After they have eaten a meal Stephen cooks, father and son settle down to listen to music and dance. “We move like mirrors, haunting the space with our motion, our bodies free and flailing and loose. I’m pulled to tap my father on the shoulder, to try to say to him, I wish we would always be this open…” Stephen says.

After they have danced for a long time and they both begin to tire, they sit opposite each other. “Who are you? What do you dream of? Father asks son. Stephen tells him that that place is wonderful and Femi has been nothing but good to him, that he is not going to work there forever, that one day he will have a restaurant of his own.

“One day, I want to have a place for us, a restaurant of my own. On the menu will be food from home; you know that usual, jollof and red-red, fish grilled in front of you, stew cooked long and slow. Live music on the weekends. I want a place for people to gather, to come together, eat and look good and dance, just he wanted.”

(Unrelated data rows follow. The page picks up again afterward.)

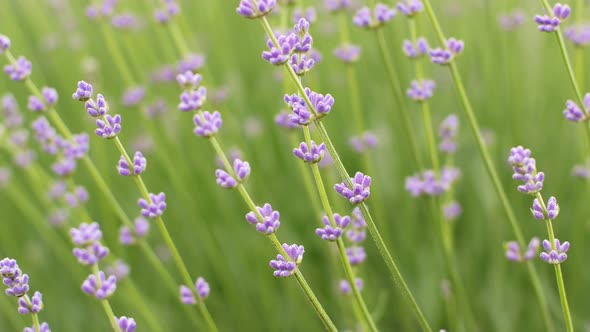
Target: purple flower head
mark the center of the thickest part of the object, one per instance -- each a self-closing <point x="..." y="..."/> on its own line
<point x="4" y="43"/>
<point x="579" y="35"/>
<point x="557" y="255"/>
<point x="310" y="155"/>
<point x="133" y="96"/>
<point x="452" y="210"/>
<point x="126" y="324"/>
<point x="417" y="50"/>
<point x="574" y="113"/>
<point x="83" y="91"/>
<point x="270" y="219"/>
<point x="346" y="289"/>
<point x="365" y="19"/>
<point x="356" y="255"/>
<point x="249" y="9"/>
<point x="421" y="90"/>
<point x="207" y="124"/>
<point x="19" y="70"/>
<point x="410" y="7"/>
<point x="359" y="191"/>
<point x="332" y="233"/>
<point x="441" y="56"/>
<point x="138" y="167"/>
<point x="348" y="53"/>
<point x="109" y="127"/>
<point x="35" y="306"/>
<point x="282" y="120"/>
<point x="154" y="206"/>
<point x="100" y="286"/>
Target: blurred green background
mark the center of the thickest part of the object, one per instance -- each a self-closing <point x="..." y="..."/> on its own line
<point x="515" y="80"/>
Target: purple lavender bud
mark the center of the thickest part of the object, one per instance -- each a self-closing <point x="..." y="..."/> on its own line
<point x="573" y="112"/>
<point x="83" y="91"/>
<point x="35" y="104"/>
<point x="225" y="180"/>
<point x="100" y="287"/>
<point x="410" y="7"/>
<point x="270" y="219"/>
<point x="360" y="190"/>
<point x="556" y="256"/>
<point x="4" y="43"/>
<point x="532" y="249"/>
<point x="356" y="255"/>
<point x="282" y="120"/>
<point x="202" y="288"/>
<point x="348" y="53"/>
<point x="249" y="9"/>
<point x="310" y="155"/>
<point x="50" y="95"/>
<point x="207" y="124"/>
<point x="109" y="127"/>
<point x="126" y="324"/>
<point x="346" y="289"/>
<point x="133" y="96"/>
<point x="20" y="70"/>
<point x="421" y="90"/>
<point x="186" y="295"/>
<point x="452" y="210"/>
<point x="329" y="233"/>
<point x="35" y="306"/>
<point x="153" y="207"/>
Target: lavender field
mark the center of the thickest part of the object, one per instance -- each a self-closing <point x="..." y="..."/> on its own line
<point x="294" y="165"/>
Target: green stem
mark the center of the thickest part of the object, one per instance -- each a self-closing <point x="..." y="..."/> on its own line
<point x="472" y="120"/>
<point x="384" y="252"/>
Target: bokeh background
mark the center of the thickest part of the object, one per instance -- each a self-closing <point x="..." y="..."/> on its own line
<point x="515" y="79"/>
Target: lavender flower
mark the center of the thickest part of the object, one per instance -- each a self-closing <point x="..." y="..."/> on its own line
<point x="286" y="267"/>
<point x="270" y="219"/>
<point x="312" y="154"/>
<point x="453" y="48"/>
<point x="548" y="23"/>
<point x="249" y="9"/>
<point x="100" y="286"/>
<point x="19" y="70"/>
<point x="414" y="51"/>
<point x="574" y="113"/>
<point x="154" y="206"/>
<point x="207" y="124"/>
<point x="410" y="7"/>
<point x="329" y="233"/>
<point x="360" y="190"/>
<point x="556" y="256"/>
<point x="421" y="90"/>
<point x="126" y="324"/>
<point x="139" y="165"/>
<point x="381" y="15"/>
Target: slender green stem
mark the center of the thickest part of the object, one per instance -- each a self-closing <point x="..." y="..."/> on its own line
<point x="384" y="252"/>
<point x="558" y="275"/>
<point x="491" y="169"/>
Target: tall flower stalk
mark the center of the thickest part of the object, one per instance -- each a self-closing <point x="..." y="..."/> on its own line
<point x="490" y="168"/>
<point x="398" y="279"/>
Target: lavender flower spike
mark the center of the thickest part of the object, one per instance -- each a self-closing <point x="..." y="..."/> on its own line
<point x="100" y="286"/>
<point x="126" y="324"/>
<point x="252" y="10"/>
<point x="270" y="219"/>
<point x="154" y="207"/>
<point x="329" y="233"/>
<point x="556" y="256"/>
<point x="360" y="190"/>
<point x="207" y="124"/>
<point x="20" y="70"/>
<point x="313" y="154"/>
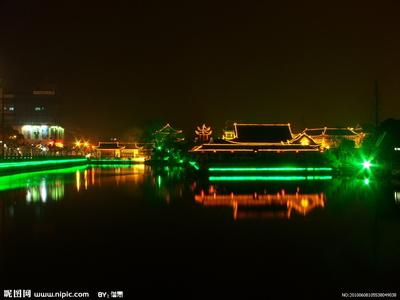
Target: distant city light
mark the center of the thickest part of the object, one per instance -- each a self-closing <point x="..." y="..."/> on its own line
<point x="366" y="164"/>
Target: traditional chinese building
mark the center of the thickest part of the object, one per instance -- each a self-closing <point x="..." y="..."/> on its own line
<point x="108" y="150"/>
<point x="132" y="151"/>
<point x="123" y="151"/>
<point x="255" y="138"/>
<point x="272" y="143"/>
<point x="332" y="137"/>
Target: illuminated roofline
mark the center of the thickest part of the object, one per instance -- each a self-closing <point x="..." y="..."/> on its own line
<point x="268" y="178"/>
<point x="262" y="169"/>
<point x="260" y="150"/>
<point x="263" y="124"/>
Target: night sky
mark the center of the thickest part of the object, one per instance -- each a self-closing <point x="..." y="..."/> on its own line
<point x="122" y="65"/>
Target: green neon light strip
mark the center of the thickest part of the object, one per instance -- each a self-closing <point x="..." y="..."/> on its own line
<point x="261" y="169"/>
<point x="194" y="165"/>
<point x="268" y="178"/>
<point x="24" y="164"/>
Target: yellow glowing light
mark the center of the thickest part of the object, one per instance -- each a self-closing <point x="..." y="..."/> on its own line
<point x="304" y="202"/>
<point x="305" y="141"/>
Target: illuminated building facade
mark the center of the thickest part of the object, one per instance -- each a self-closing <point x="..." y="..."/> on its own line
<point x="228" y="135"/>
<point x="108" y="150"/>
<point x="256" y="205"/>
<point x="332" y="137"/>
<point x="35" y="116"/>
<point x="125" y="151"/>
<point x="42" y="134"/>
<point x="259" y="138"/>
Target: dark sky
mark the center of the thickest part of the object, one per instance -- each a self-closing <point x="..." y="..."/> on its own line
<point x="119" y="65"/>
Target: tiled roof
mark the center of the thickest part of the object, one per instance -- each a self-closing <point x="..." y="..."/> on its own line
<point x="263" y="133"/>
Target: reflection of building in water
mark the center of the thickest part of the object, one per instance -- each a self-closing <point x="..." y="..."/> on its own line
<point x="397" y="197"/>
<point x="264" y="205"/>
<point x="109" y="174"/>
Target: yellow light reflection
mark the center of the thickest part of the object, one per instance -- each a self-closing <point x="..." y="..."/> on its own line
<point x="257" y="205"/>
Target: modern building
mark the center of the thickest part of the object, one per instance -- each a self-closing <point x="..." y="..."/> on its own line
<point x="35" y="115"/>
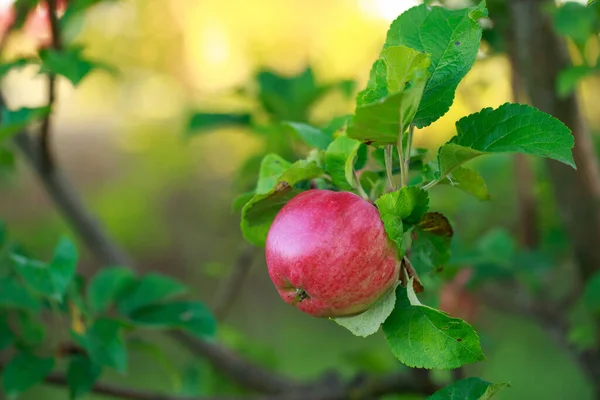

“And he (the father) places a tender palm on my forearm, saying ‘I believe in you. I believe in you, son. Your mother too, she always did. She would be proud.’. I’m overcome. Maybe this is all we need sometimes, for someone else to believe in the possibilities you see for yourself.”…

 And the novel ends with Stephen feeling a sense of triumph and freedom. “… Soft summer light graces his crown as he shakes his head, almost disbelieving of this moment, asking what would we be if we always had this kind of space? And I tell him, in the quietness of the moment which falls, what I know, what I feel in this moment: free.”